For instance, Algorithmia's 2021 Enterprise Trends in Machine Learning survey found more than three-quarters of firms (76%) are prioritizing AI and ML over other IT initiatives in 2021. The main goals of this are to drive revenue growth through better customer experiences, and automating processes to reduce costs.

However, they don’t come without their challenges. One particular issue that businesses will have to address is the security risks they open up. IT professionals need to be aware of the inherent weaknesses within these models that can allow hackers to bypass defenses and infiltrate businesses.

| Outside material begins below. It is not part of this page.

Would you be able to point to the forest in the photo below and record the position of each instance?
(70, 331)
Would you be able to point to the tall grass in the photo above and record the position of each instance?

The risks posed by adversarial machine learning

There are several types of so-called 'adversarial AI' techniques that criminals can use to their advantage. And one of the most effective ways for hackers to achieve this is to target the data being used to train ML models with incorrect information, so the model learns the wrong lessons and applies them to future work.

This is known as 'data poisoning' and it can be difficult to stop as it’s hard to spot when in progress, and once an AI model has learned a connection, it can be very tricky to get it to unlearn it.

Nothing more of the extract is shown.